Tuning In To Kids: Emotionally Intelligent Parenting
Sunday, April 13. 6:00pm-7:30pm. Lopez Room.
Description
Every person has the capacity for a huge range of emotional experience and expression. Parenting or caring for a child is a particular kind of emotional journey, bringing its own special rewards and challenges. For many parents, connecting with children during emotional moments is one of the most rewarding but also most challenging parts of parenting. Explore how "tuning in" to children’s feelings can teach children important lessons about their emotional experience and help parents to be closer to their children. Participate in exercises that increase emotional awareness, that locate emotions in the physical body, and that help children to regulate and express strong emotions such as anxiety and anger.
Presenter Bio
Sophie Havighurst, PhD, University of Melbourne
Dr. Sophie Havighurst is a child clinical psychologist and lecturer at the University of Melbourne in Australia. She completed her degree in clinical psychology at the University of Canterbury in New Zealand before moving to Australia in 1999 to undertake a PhD at the University of Melbourne, examining how parenting around emotions was related to preschool children’s emotional competence, social skills, and behavioral functioning. Upon moving to Melbourne, Sophie began working with Ann Harley, a parent educator with 25 years experience in the field. They were both interested in developing a program that focused on parents’ responses to children’s emotions, rather than altering parents’ reactions to children’s positive or negative behaviors – the goal of most parenting programs. They drew on research from Dr. John Gottman and colleagues, which examined emotional communication in families, as well as research looking at the development of children’s emotional competence.
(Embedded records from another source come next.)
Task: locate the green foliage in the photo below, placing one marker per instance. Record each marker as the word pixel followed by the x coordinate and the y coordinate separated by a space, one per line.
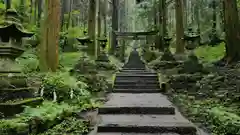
pixel 224 122
pixel 46 112
pixel 220 120
pixel 210 54
pixel 69 59
pixel 70 125
pixel 95 82
pixel 29 61
pixel 149 55
pixel 63 87
pixel 68 40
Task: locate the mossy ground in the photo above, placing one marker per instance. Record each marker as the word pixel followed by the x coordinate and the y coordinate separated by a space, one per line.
pixel 218 112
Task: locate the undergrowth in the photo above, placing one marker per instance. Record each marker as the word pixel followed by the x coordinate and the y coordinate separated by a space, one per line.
pixel 64 92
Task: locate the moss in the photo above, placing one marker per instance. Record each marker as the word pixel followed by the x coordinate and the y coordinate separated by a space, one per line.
pixel 22 101
pixel 17 106
pixel 17 89
pixel 210 54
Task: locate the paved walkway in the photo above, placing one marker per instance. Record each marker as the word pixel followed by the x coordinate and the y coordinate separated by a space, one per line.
pixel 137 107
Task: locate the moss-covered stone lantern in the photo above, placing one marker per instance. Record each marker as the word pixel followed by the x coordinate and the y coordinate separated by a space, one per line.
pixel 167 41
pixel 167 55
pixel 11 34
pixel 14 92
pixel 85 41
pixel 103 43
pixel 102 56
pixel 191 39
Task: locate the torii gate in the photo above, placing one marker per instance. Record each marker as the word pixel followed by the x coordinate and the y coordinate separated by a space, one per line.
pixel 134 35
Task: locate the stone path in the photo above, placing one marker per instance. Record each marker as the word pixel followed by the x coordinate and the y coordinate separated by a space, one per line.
pixel 137 107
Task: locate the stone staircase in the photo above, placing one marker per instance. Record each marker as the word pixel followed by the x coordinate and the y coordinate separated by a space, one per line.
pixel 137 107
This resulted in the Tuning in to Kids program – which teaches parents to emotion coach their children. Dr. Havighurst is the Principal Investigator on the Tuning in to Kids research program. The program is being evaluated as a primary prevention program with preschool children, as an early intervention (with preschool and school-aged children with behavior problems), and as a program helping children in the transition to high school (Tuning in to Teens). Sophie supervises a number of research students on these studies, teaches child and adolescent mental health practitioners, and works at the Children’s Court Clinic and in private practice.